“O que você está fazendo?”,
perguntou um amigo do cara sentado no sofá de uma república qualquer perto de
qualquer universidade dessa merda desse país.
– Bebendo, oras – respondeu o
rapaz de semblante cansado, com marcas de um profundo roxo abaixo dos olhos,
cabelo despenteado e olhar distante, enquanto tomava mais um gole da cerveja
pielsen comprada num bar frequentado por diversos bêbados-de-fim-de-semana que
resolveram se arriscar fora do “turno” e bebiam em plena quinta-feira.
– Está bem, vou reformular a
minha pergunta. O que você está fazendo com a sua vida? – insistiu o amigo.
– Bem, você quer saber sobre a minha
vida, né? Então, para te responder de
forma satisfatória, eu vou começar pelo começo...
“A minha existência se resumia a
uma minúscula probabilidade de não ser desperdiçado em várias ações que
envolviam meu pai e suas paixões. Espera. Isso não importa. Fui além do começo!
O começo mesmo pode ser considerado o sagrado momento tão banalizado pelos
filmes pornôs que é o ‘jorro da vida’, o ‘espirro do gigante’, ou como queira
nomear. Enfim, o momento – que espero que tenha sido bom para as partes
envolvidas – em que meu pai e minha mãe faziam sexo casualmente, sem nem pensar
na merda que estavam fazendo. É incrível como, antes mesmo de me conhecerem,
eles já estavam sendo tão injustos comigo. Daí eu cresci dentro da minha mãe,
onde minhas habilidades de parasita foram bastante desenvolvidas, mesmo que
inconscientemente. Depois do parto teve todo um trabalho de padronização do uso
do meu cérebro, infância dolorosa, adolescência patética até o júbilo
existencial do meu primeiro contato com o álcool. E é a partir dessa gama de acontecimentos
– resumidos de forma magistral por mim – que temos os componentes básicos para
que possamos, enfim, formular uma resposta contundente à sua capciosa pergunta,
qual seja, ‘estou bebendo, oras’”, respondeu “de forma satisfatória” o
decadente rapaz.
– Ok, Babaca. Mas tem algum
motivo para você estar bebendo tanto ultimamente? – retrucou o amigo num tom
áspero de quem se arrependeu por ter iniciado um diálogo.

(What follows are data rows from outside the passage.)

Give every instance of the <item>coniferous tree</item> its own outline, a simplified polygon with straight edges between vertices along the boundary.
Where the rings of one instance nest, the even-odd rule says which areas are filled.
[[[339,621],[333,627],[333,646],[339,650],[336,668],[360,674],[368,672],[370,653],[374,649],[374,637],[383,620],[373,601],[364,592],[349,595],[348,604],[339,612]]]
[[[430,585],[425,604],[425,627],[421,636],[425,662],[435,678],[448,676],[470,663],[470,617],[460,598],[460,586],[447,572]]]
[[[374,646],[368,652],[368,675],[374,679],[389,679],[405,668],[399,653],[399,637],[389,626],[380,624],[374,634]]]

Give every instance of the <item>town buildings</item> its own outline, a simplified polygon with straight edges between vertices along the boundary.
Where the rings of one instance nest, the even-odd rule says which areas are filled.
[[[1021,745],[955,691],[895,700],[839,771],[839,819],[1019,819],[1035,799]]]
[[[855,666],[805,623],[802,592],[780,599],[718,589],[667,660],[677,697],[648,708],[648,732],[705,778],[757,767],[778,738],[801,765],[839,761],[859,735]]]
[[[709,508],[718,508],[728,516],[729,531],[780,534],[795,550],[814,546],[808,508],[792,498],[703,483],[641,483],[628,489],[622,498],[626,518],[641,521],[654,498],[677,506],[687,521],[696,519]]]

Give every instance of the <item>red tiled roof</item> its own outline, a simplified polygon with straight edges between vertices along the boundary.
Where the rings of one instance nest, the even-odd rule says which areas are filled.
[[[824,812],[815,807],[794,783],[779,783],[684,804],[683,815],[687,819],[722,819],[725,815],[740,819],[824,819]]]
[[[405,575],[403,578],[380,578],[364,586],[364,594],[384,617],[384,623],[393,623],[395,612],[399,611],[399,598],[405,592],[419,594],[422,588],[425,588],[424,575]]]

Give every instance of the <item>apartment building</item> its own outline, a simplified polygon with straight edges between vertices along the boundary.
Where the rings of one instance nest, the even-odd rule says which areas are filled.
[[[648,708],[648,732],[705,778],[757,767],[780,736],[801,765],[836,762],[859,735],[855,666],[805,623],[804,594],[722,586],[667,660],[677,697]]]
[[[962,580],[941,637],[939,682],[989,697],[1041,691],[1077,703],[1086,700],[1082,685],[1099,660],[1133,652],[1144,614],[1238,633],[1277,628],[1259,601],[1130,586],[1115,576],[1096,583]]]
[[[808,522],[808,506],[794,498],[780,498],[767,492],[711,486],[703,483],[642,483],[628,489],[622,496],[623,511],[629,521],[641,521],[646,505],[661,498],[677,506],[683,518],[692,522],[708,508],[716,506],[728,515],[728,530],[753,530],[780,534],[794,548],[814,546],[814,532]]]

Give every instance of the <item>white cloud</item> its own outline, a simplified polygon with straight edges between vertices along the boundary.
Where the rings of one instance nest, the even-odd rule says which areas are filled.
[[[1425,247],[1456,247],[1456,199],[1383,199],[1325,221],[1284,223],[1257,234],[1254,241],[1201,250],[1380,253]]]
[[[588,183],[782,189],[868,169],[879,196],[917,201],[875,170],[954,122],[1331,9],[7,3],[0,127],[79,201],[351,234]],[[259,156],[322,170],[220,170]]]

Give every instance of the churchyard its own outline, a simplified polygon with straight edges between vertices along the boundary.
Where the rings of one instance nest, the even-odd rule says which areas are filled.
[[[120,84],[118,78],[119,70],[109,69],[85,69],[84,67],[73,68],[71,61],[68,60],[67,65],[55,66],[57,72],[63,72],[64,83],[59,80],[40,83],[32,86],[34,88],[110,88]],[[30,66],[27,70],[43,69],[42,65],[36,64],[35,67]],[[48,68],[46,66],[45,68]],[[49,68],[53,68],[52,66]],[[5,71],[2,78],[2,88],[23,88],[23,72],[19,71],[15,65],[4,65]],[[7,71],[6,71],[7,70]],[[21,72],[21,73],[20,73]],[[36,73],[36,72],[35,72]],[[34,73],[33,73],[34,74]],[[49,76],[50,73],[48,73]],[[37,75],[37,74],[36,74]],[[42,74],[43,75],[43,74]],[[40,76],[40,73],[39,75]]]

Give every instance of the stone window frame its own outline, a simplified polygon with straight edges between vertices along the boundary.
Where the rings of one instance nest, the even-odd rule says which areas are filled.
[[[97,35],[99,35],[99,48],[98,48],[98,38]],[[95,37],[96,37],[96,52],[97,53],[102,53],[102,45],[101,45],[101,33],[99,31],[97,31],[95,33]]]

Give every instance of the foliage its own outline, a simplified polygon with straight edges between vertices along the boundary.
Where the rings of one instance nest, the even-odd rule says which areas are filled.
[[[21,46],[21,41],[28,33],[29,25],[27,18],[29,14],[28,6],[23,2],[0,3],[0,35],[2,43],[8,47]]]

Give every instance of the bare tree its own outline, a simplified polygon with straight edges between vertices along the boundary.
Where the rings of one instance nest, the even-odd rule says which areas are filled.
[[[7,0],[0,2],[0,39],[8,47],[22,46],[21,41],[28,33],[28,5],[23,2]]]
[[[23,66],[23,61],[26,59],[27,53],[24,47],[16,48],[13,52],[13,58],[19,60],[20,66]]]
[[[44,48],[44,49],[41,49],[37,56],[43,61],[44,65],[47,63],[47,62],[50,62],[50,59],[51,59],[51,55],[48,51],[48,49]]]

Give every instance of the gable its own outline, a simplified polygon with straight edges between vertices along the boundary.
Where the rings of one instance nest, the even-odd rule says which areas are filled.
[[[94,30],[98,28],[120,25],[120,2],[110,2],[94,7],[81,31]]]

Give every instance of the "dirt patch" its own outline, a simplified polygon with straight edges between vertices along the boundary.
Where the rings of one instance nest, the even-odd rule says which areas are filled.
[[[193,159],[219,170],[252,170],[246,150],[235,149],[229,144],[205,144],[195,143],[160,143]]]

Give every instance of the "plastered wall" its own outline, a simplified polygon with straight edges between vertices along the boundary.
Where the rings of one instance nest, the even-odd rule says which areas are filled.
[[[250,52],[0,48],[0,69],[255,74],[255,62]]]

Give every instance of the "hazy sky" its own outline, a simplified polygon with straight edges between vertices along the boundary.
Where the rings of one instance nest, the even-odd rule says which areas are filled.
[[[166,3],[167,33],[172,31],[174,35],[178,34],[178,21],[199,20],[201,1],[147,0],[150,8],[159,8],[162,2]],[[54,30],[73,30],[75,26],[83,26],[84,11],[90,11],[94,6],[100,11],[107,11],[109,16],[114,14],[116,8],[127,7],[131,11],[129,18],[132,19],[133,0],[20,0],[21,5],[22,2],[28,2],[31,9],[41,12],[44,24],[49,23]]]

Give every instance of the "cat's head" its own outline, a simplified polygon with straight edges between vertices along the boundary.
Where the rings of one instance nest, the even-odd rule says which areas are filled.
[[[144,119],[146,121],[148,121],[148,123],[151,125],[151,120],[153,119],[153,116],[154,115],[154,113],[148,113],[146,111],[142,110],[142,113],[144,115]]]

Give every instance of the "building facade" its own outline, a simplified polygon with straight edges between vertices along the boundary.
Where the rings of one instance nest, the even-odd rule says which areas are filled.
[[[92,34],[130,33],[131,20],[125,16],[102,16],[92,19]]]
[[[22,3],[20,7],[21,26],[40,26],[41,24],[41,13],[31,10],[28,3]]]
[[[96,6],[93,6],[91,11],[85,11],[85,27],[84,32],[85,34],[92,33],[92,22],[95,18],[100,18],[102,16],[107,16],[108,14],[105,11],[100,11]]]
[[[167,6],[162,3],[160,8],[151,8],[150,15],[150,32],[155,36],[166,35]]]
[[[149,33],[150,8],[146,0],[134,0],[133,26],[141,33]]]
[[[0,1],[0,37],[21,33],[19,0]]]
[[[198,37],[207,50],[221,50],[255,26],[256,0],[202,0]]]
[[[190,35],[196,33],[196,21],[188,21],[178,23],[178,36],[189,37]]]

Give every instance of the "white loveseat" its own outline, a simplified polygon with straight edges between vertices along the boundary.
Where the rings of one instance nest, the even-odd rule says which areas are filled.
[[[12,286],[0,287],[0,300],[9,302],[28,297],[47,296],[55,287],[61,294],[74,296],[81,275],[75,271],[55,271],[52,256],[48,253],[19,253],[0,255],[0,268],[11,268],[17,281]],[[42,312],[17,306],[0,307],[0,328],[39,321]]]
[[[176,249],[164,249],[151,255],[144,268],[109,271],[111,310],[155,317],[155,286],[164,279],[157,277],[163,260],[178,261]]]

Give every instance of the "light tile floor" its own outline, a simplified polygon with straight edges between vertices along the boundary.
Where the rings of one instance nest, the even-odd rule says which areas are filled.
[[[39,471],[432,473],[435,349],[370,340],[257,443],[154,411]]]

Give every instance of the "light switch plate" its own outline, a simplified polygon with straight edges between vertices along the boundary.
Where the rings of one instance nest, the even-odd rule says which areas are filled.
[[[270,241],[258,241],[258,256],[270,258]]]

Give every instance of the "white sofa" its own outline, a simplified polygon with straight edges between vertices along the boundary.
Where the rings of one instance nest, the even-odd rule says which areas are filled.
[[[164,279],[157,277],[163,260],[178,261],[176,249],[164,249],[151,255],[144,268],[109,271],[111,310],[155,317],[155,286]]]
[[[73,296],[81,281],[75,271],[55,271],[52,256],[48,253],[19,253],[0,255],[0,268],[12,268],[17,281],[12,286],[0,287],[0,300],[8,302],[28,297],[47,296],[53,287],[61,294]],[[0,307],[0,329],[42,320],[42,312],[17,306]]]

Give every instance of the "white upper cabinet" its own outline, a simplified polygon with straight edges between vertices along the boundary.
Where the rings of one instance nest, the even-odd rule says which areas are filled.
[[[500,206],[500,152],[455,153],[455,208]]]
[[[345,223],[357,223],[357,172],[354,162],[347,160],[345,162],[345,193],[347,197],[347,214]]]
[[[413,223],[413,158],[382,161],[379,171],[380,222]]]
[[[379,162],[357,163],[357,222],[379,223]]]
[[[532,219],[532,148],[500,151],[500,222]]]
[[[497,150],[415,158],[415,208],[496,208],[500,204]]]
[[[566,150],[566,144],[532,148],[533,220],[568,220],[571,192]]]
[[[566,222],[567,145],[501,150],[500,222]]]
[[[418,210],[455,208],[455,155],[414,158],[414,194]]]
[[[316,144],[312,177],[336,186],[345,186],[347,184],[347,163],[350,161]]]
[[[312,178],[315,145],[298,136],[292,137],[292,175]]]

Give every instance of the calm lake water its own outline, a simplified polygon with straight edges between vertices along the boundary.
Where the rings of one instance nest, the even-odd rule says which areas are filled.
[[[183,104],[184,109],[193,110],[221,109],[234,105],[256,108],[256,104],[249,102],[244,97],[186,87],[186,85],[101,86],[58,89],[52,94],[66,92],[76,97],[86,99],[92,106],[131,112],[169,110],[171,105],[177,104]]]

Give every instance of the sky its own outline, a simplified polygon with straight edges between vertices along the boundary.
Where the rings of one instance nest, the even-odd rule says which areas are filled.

“Pô, então, essa sim é uma
resposta complexa de ser dada. Vamos pular toda a construção histórica que foi
necessária para que a cerveja se tornasse um elemento tão proeminente na
cultura brasileira e vamos ao que importa. Sexta-feira passada eu decidi beber
por uma questão de pertencimento a um grupo social, no caso, os universitários.
Partindo dessa vontade de ser considerado igual dentro desse círculo social,
fui a um barzinho aqui perto com o pessoal da minha turma e bebi bastante. No
sábado eu decidi beber porque estava com uma ressaca muito forte e dizem que
nada é melhor para curar a ressaca do que uma nova bebedeira. Dessa forma
chegamos ao domingo, dia de churrasco de família, isto é, dia de todos os
elementos constituintes do grupo ‘família’ variarem numa escala de ‘levemente
embriagado’ até o sensacional ‘bêbado como um gambá’ ao qual tenho o orgulho de
dizer que fiz parte naquele dia. É uma pena que após um domingo vem uma
segunda-feira e precisamos voltar à miserável rotina de trabalho. Por esse
motivo tive que beber na segunda-feira no happy
hour com o pessoal da repartição. Precisava aceitar o meu triste fado de
que a vida não se resume aos fins-de-semana. Na terça eu resolvi beber em
homenagem ao grande Tyr, que é quem deu origem ao nome do dia no idioma inglês.
Chegamos então ao dia de hoje que é o dia cabalístico no qual resolvi decidir o
que vou fazer da vida agora que optei por largar a faculdade. Logo, decidi que
vou fazer o que faço de melhor: beber”.
– Certo, então. Vou pra casa da
Júlia. Vê se não se mata de beber, hein – alertou o amigo enquanto fechava a
porta com a mesma mão em que carregava uma sacola cujo conteúdo seria
apreendido por policiais em menos de trinta minutos.
O beberrão espreguiçou-se e
pensou: “melhor comprar mais umas cinco garrafas de cerveja antes que a vida
acabe. Ih, tem jogo do Flamengo hoje. Melhor comprar vodka”.